Saturday 23 April 2016

Valencia (Terry)




There's a lot to say about Valencia, one of the most liveable cities we've encountered in our 5 years of travelling.  Big enough to be exciting and small enough to be accessible to the citizens. I've included a link to a superb Valencia blog by a Valencia resident - 

http://nothemingwaysspain.blogspot.com.au/
It is well worth reading. 


It is a remarkable city for many reasons, few of which are about excitement and spectacle and most of which are about a city which promotes modern living with great recreation opportunities.




It is also a favourite of mine because it was once ruled by El Campeador, Rodrigo Díaz de Vivar (c. 1043 – 1099), also known as El Cid, or simply Rodrigo, one of my childhood heroes..



Marina

The Marina was built for the Americas’ Cup and is named for King Juan Carlos.  It is modern and well laid out, with a substantial breakwater which gives a great deal of protection.  We were tied up at the end of a pontoon with the Spanish training vessel Cervantes opposite us.  Being on the end gave us a view of the comings and goings on the waterway and as luck would have it we were only a short distance from the city's Youth Water Activities club (not sure of the translation)


Cervantes


Kids water club - The Optimists 

This looks like chaos but the kids are very skilled and rarely bump.  They race up and down the marina, as they do in numerous other European cities.  Often after a race down to the marina entrance they will tie one Optimist to another and sit in the first one to talk on the way back. (as I sit here in Cartagena on a Saturday morning in late April, the Optimists and dinghies are beginning to head out for a few hours racing)

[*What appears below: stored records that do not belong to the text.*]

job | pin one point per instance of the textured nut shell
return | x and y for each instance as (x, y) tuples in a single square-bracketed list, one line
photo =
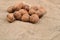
[(25, 17), (18, 6), (17, 15), (34, 18), (10, 9), (34, 7), (23, 11), (39, 13), (26, 7), (10, 17), (42, 10), (32, 11)]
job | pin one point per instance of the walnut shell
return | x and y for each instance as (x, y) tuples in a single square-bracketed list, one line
[(34, 7), (11, 9), (34, 18), (42, 10), (17, 15), (25, 17), (26, 7), (18, 6), (10, 17), (32, 11), (39, 13), (23, 11)]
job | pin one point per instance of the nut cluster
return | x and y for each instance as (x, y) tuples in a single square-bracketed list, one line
[(24, 12)]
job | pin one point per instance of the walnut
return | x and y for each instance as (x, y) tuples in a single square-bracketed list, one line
[(34, 18), (18, 6), (10, 17), (17, 15), (32, 11), (23, 11), (25, 17), (11, 9)]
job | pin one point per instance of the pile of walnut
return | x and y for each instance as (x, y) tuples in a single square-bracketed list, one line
[(24, 12)]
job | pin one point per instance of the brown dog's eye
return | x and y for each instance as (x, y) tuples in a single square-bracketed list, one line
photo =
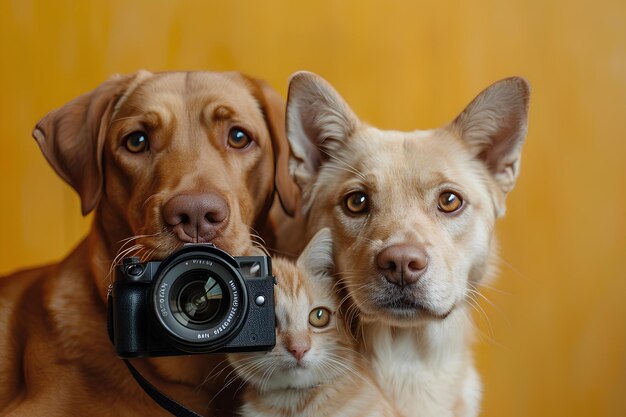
[(238, 139), (137, 142), (449, 202), (356, 202), (319, 317)]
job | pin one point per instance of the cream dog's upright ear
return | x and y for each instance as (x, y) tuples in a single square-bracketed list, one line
[(72, 137), (274, 111), (494, 125), (318, 121)]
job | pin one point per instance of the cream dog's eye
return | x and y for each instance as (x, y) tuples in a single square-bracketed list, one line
[(356, 202), (137, 142), (449, 202), (238, 139), (319, 317)]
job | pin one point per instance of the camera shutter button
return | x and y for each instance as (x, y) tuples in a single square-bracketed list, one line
[(134, 270)]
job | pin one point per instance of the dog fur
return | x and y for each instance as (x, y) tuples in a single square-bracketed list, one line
[(56, 358), (412, 313)]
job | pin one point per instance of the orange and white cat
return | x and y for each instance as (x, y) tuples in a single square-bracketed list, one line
[(313, 370), (412, 216)]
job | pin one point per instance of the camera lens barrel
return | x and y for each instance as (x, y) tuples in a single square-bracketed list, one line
[(200, 298)]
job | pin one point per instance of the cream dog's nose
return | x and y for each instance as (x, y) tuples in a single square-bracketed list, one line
[(402, 264)]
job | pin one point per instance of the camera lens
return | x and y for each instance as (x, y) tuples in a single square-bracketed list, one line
[(200, 300)]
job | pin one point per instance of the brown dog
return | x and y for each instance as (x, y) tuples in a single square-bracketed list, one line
[(163, 159)]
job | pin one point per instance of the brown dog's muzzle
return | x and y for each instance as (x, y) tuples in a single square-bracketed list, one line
[(402, 264), (196, 218)]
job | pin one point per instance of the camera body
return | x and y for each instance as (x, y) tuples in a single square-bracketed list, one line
[(198, 300)]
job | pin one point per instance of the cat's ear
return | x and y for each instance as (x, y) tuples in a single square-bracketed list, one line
[(317, 257)]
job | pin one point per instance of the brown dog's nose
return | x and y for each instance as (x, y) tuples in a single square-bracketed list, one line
[(196, 218), (402, 264)]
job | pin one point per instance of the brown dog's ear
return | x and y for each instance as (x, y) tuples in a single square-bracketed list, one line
[(274, 108), (494, 125), (318, 121), (72, 138)]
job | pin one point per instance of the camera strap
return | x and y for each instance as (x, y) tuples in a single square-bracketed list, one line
[(172, 406)]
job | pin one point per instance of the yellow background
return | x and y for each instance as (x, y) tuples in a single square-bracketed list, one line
[(555, 342)]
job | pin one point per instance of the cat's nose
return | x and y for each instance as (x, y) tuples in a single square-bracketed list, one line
[(298, 349)]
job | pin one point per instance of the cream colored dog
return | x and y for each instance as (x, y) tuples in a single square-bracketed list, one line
[(412, 214)]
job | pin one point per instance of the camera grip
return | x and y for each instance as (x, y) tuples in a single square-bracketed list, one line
[(130, 322)]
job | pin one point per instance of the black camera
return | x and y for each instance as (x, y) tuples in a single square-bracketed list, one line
[(199, 299)]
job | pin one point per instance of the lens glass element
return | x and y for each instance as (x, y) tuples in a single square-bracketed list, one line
[(199, 299)]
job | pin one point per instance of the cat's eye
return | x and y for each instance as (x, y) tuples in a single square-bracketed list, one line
[(319, 317), (449, 202), (136, 142), (238, 139), (356, 202)]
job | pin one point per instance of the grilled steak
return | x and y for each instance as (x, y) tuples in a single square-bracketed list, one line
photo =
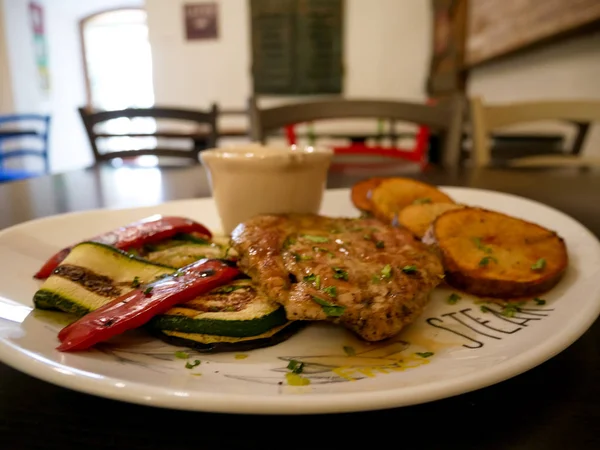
[(369, 277)]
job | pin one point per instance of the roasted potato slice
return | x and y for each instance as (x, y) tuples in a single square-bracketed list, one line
[(391, 195), (417, 218), (491, 254), (361, 193)]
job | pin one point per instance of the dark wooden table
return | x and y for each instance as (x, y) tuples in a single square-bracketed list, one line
[(553, 406)]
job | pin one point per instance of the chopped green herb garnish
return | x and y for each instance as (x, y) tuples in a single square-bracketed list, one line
[(293, 379), (330, 290), (421, 201), (349, 350), (318, 239), (299, 257), (409, 269), (329, 308), (289, 241), (189, 365), (480, 245), (386, 272), (539, 264), (323, 250), (486, 260), (340, 274), (453, 298), (310, 278), (136, 282), (296, 366)]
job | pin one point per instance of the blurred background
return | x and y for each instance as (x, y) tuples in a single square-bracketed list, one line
[(57, 56)]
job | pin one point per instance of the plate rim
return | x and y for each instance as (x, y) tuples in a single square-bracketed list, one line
[(136, 392)]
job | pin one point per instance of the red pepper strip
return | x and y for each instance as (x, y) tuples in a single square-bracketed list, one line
[(146, 231), (137, 307)]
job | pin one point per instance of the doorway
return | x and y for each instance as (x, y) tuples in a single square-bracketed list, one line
[(117, 59)]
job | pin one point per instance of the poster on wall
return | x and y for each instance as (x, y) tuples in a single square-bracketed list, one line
[(446, 74), (36, 13), (201, 21)]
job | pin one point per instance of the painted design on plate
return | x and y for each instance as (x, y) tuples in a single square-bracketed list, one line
[(474, 325), (489, 321)]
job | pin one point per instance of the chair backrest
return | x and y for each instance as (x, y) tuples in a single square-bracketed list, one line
[(200, 139), (445, 117), (485, 118), (25, 127)]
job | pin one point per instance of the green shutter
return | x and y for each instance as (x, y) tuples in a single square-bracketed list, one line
[(297, 46), (272, 45), (319, 46)]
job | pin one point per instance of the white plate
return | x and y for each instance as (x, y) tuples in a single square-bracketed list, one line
[(472, 349)]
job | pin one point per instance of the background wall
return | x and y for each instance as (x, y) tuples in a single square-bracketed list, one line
[(565, 70), (26, 92), (386, 53), (68, 143), (6, 96)]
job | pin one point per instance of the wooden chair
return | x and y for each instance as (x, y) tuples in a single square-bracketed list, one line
[(203, 136), (486, 118), (446, 118), (17, 135)]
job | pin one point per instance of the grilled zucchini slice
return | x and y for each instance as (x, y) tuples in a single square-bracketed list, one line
[(92, 275)]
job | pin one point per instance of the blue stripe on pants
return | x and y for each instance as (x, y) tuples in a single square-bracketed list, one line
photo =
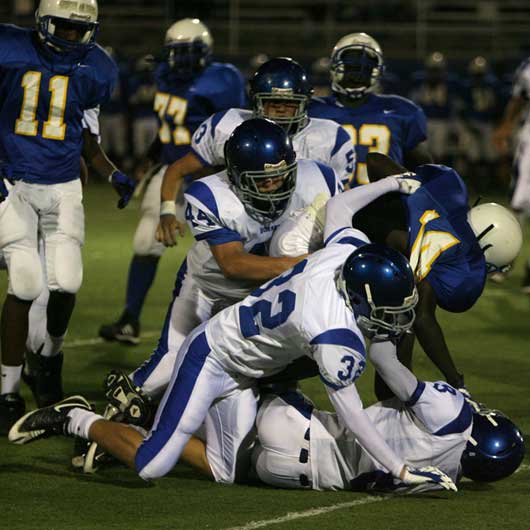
[(141, 375), (176, 403)]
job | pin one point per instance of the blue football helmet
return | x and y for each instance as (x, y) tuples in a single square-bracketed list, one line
[(188, 47), (261, 165), (356, 65), (80, 16), (281, 80), (378, 283), (495, 450)]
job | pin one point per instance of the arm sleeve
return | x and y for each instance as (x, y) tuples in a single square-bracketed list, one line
[(341, 208), (349, 407), (416, 131), (398, 377)]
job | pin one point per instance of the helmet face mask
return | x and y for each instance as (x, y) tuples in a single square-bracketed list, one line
[(56, 21), (261, 165), (266, 206), (378, 284), (284, 83), (356, 65)]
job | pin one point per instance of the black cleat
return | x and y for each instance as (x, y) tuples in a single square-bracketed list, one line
[(126, 330), (12, 407), (43, 376), (46, 422)]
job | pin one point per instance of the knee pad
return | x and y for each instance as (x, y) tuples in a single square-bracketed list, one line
[(25, 274), (64, 266)]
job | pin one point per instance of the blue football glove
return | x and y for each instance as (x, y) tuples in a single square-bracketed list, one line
[(428, 475), (124, 185)]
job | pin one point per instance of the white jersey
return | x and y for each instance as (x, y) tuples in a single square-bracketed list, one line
[(431, 430), (298, 313), (321, 140), (215, 216)]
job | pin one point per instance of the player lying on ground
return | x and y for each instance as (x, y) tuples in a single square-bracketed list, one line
[(56, 75), (233, 215), (321, 308), (427, 424), (450, 247)]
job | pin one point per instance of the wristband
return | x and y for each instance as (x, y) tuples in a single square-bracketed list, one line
[(168, 208)]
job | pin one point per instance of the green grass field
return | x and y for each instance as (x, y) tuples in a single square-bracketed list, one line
[(38, 489)]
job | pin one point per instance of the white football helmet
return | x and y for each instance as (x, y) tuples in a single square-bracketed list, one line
[(360, 70), (80, 14), (188, 46), (499, 234)]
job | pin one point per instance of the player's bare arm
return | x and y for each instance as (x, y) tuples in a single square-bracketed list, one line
[(235, 263)]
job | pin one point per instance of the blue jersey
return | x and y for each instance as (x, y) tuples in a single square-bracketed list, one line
[(42, 99), (386, 124), (483, 99), (183, 105), (442, 246)]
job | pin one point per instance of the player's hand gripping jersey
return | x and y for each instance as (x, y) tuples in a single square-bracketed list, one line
[(320, 140), (43, 96), (215, 216), (386, 124), (182, 105)]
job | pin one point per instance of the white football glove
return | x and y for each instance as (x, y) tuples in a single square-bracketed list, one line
[(407, 182), (427, 475)]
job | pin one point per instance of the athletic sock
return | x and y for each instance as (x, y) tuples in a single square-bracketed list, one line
[(142, 272), (52, 345), (80, 422), (10, 378)]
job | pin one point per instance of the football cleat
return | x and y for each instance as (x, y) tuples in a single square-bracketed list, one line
[(43, 376), (12, 407), (125, 397), (125, 330), (46, 422)]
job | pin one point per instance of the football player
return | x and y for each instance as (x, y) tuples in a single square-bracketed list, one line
[(362, 291), (384, 123), (232, 216), (513, 113), (279, 91), (427, 424), (449, 247), (53, 79), (190, 87)]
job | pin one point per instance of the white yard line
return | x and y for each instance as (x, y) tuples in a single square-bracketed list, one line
[(79, 343), (308, 513)]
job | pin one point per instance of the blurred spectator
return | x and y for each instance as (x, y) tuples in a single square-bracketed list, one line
[(436, 91)]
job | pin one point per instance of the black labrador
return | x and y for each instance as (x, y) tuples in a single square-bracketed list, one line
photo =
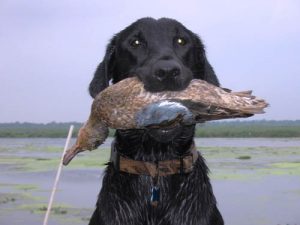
[(164, 55)]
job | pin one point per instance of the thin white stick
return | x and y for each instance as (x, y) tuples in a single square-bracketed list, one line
[(57, 176)]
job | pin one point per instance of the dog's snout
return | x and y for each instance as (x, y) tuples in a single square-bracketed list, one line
[(166, 70)]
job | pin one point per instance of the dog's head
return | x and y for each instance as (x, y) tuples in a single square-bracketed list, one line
[(162, 53)]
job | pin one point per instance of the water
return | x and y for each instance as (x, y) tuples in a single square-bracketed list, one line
[(209, 142), (255, 195)]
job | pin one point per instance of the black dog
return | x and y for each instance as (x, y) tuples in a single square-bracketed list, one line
[(164, 55)]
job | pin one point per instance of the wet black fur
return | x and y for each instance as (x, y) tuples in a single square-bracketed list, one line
[(124, 198)]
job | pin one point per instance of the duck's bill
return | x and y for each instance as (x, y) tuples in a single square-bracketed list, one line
[(71, 153)]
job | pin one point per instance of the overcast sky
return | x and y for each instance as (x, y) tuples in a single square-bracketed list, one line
[(50, 49)]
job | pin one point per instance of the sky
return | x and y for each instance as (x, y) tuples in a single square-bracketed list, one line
[(49, 50)]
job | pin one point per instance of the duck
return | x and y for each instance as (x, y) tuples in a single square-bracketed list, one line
[(127, 105)]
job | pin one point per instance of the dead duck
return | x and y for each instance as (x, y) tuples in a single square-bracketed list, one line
[(127, 105)]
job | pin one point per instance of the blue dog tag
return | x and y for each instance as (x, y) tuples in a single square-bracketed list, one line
[(155, 196)]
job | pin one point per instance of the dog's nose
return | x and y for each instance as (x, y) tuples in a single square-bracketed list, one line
[(166, 70)]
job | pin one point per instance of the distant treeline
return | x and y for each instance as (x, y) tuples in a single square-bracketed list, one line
[(257, 128)]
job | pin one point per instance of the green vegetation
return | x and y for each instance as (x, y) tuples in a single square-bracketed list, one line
[(256, 128)]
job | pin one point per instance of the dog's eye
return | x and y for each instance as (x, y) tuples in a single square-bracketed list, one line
[(181, 41), (136, 43)]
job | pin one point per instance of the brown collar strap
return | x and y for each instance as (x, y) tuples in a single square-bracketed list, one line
[(179, 165)]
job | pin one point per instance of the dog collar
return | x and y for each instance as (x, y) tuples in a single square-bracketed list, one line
[(180, 165)]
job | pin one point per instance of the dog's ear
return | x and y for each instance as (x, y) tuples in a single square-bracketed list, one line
[(103, 73), (203, 68)]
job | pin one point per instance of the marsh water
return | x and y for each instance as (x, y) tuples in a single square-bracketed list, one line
[(256, 180)]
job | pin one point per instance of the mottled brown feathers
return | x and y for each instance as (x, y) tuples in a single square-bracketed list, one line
[(118, 105)]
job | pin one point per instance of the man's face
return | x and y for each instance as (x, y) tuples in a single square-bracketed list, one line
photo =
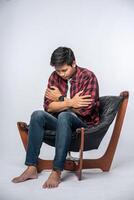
[(65, 71)]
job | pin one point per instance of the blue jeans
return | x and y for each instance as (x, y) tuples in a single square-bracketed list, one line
[(64, 125)]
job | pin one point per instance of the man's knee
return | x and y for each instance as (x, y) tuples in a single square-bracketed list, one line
[(64, 116)]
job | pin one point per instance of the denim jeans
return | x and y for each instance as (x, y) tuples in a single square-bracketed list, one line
[(64, 125)]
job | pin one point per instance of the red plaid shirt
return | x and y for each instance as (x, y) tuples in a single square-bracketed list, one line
[(84, 80)]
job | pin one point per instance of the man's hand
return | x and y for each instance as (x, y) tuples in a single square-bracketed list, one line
[(80, 101), (53, 93)]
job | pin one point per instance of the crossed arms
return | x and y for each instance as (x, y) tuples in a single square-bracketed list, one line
[(74, 103)]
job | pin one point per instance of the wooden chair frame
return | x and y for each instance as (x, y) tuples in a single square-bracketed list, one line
[(103, 163)]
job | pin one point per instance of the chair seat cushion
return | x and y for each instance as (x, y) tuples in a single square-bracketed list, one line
[(109, 106)]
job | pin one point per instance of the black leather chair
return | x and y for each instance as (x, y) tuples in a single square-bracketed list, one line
[(85, 139)]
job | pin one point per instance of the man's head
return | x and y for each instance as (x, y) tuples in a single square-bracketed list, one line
[(63, 60)]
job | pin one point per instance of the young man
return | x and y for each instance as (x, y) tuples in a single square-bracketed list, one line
[(65, 110)]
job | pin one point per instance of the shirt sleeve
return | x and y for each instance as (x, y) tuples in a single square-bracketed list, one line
[(51, 82), (90, 87)]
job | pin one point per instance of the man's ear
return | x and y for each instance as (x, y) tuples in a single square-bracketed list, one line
[(74, 64)]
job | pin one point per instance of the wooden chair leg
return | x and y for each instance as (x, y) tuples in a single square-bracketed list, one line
[(80, 162), (104, 162)]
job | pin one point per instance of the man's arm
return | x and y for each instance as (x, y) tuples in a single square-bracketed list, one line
[(76, 102), (89, 86)]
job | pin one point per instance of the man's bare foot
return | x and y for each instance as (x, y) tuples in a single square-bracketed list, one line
[(53, 180), (29, 173)]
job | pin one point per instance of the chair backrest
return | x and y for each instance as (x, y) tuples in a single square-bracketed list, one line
[(109, 106)]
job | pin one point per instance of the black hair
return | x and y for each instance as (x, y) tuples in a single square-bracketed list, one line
[(61, 56)]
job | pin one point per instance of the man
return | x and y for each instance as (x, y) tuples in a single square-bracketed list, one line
[(65, 110)]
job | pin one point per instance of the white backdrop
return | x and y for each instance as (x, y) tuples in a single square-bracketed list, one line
[(101, 34)]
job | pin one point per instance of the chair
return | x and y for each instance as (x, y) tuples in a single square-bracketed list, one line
[(85, 139)]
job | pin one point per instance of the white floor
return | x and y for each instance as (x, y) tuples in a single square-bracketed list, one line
[(114, 185)]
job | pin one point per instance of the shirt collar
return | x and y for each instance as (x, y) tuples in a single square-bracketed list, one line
[(75, 76)]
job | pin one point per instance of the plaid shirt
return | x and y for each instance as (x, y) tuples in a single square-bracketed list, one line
[(84, 80)]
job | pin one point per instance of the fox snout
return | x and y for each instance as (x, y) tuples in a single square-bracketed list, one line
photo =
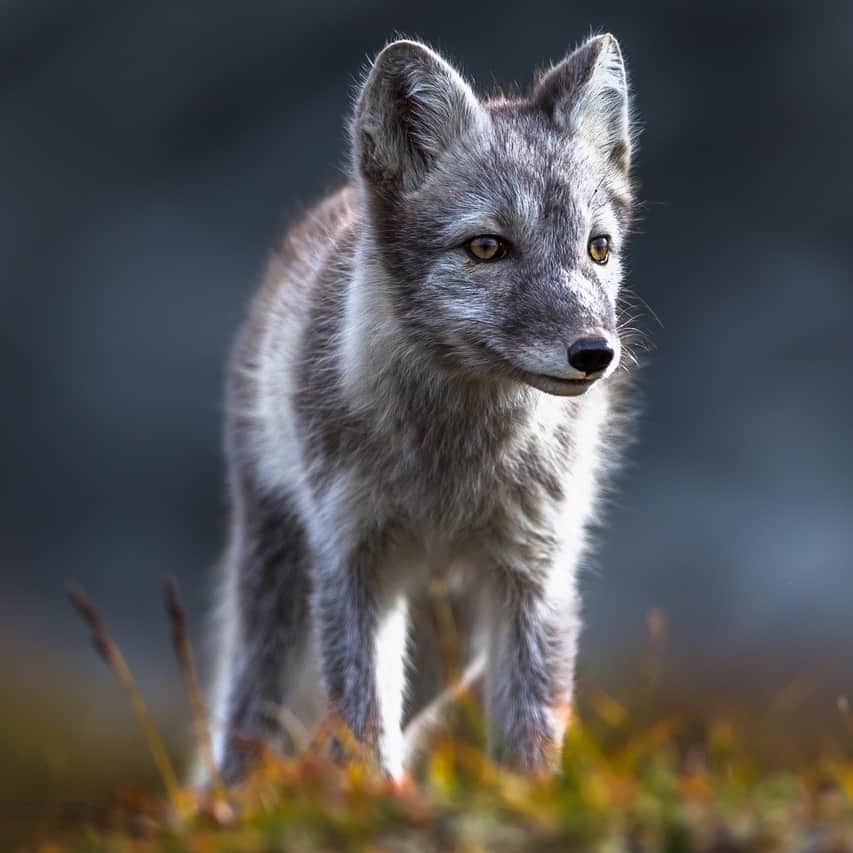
[(591, 355)]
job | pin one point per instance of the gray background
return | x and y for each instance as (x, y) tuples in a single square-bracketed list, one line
[(150, 154)]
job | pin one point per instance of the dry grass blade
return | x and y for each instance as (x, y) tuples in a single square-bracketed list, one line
[(109, 651), (183, 650)]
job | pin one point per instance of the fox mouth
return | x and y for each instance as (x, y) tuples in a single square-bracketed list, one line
[(557, 385)]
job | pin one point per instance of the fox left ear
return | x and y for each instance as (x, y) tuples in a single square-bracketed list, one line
[(587, 94)]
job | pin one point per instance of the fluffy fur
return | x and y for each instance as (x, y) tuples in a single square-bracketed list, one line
[(399, 412)]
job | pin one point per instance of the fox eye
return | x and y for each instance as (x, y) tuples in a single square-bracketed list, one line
[(486, 248), (599, 249)]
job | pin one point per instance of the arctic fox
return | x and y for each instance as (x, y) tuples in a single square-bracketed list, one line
[(424, 389)]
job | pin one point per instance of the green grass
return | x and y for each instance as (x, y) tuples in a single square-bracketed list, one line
[(664, 769), (617, 789)]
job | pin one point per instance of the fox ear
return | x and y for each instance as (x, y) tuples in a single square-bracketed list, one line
[(587, 94), (412, 108)]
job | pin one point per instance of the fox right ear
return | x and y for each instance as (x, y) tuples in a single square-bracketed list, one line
[(587, 94), (412, 108)]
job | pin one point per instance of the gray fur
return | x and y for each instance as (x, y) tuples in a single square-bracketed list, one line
[(389, 421)]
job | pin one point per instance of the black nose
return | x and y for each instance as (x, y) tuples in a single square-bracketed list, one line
[(590, 355)]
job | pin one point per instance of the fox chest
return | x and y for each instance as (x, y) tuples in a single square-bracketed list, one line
[(468, 481)]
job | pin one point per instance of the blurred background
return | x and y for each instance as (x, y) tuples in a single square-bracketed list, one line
[(150, 155)]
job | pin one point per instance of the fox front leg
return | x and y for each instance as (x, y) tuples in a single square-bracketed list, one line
[(530, 671), (361, 636)]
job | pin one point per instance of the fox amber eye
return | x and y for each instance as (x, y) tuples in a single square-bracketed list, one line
[(486, 248), (599, 249)]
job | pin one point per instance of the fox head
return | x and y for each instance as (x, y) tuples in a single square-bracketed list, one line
[(501, 224)]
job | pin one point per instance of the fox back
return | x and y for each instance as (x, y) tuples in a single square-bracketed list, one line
[(424, 388)]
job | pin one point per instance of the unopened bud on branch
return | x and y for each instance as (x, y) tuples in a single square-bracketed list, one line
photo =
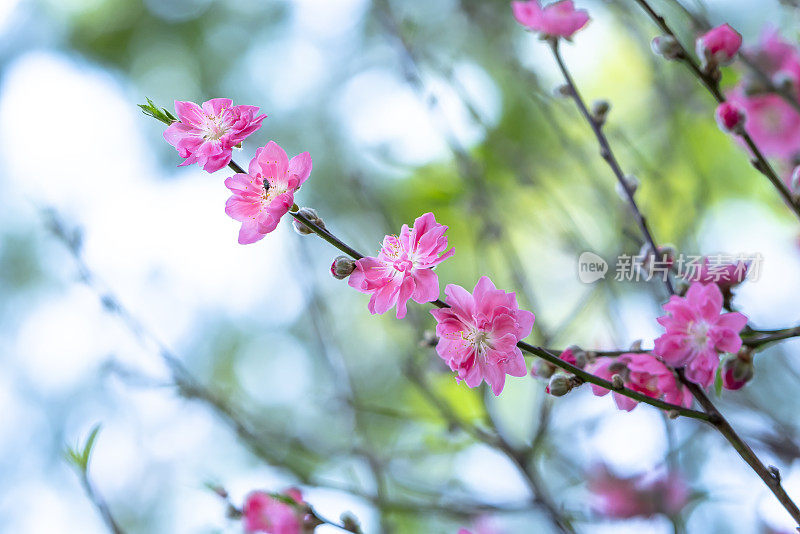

                              
They do know what they are doing

The kayak races are conducted on the far side of the waterway and are full of spray and shouting.  At the end, all the kayaks tie bow to stern and they get a ride back upstream with the minder boat pulling them.  Easy way to finish the day.





Beach

To the east of the marina is a sandy beach which stretches for some miles.  While we were there, I was treated to a rare spectacle in the Med – surf!  Admittedly there was not a lot of power in it but nevertheless, it was rideable, shoulder-high, peeling, long and breaking over sand.  The swell lasted about 3 days, although it petered out completely on day three.  Lots of Valencians took advantage of it, and a huge number gathered on the breakwater to watch, as the walkway on the breakwater is well suited to walking and watching.










The beach itself attracts many locals and tourists, with a run of hotels immediately on the beachfront. The restaurant prices are a tad over the top for Spain so we avoided them completely.  Better value in the suburbs.  It is also the venue for some quite amazing sandcastle art.  The sand sculptors are similar to buskers, in that a stop and study and photo is meant to generate a donation. 





Cathedral












The view from the belltower.  The green belt of the parkways is in the middle of the city in the distance.




Water Court




The water court has been sitting in Valencia for a thousand years and was probably a Moorish institution.  It is the oldest continually sitting democratic institution in Europe.   Proceedings are conducted in Valencian and decisions are final.



Parkways

This was to me one of Valencia’s main attractions.  Formed from the old river course, it is an extensive run of cycleways, running tracks, walkways, exercise stations and relaxation areas.  One would guess that the opportunity afforded by many kilometres of inner-city land would have been given over to developers and big money anywhere else in the world but Valencia chose to make the city more amenable instead.  Francoist bureaucrats wanted to make the riverbed a motorway but local opposition stopped them.





City of Arts and Science

If Valencia has a spectacle, this is surely it.  The buildings are remarkable.  We visited the aquarium and also the Omni theatre.









I think he should have waited until the guy finished inflating it!





Aquarium










The city markets

The markets are in a spectacular building but in themselves are not particularly exciting.  Cartagena's are bigger, and Palermo's are much more extensive.  I think it is because Valencia does not depend on one location only and the choices are more widely spread.  There is only one place to eat, standing, alongside a bar and it is extremely crowded with city workers having lunch.  Once a bar stool is taken, it's out of circulation for about an hour as Valencians use all their available relaxation time to socialise and enjoy their lunchtime beer and wine.








The Booze Bit



You probably can't see this without a) a magnifying glass or b) an explanation.
This is a stack of beer cartons in Carrefours.  It is made in Germany for Carrefours.  It is 0.17c a can..  That's about AUD 0.23c a can.  Seriously, $0.23c a can.




Bad Idea!  You think you are getting a double treat, Tequila and Beer in one bottle, so you buy a bucket.  Not good.  What you get is sugar and beer.  Bad.  Undrinkable.  Well, almost undrinkable.  I forced it down but I must say I wasn't pleased.




The end of a hard day's touring in Valencia, one of Spain's most enjoyable cities.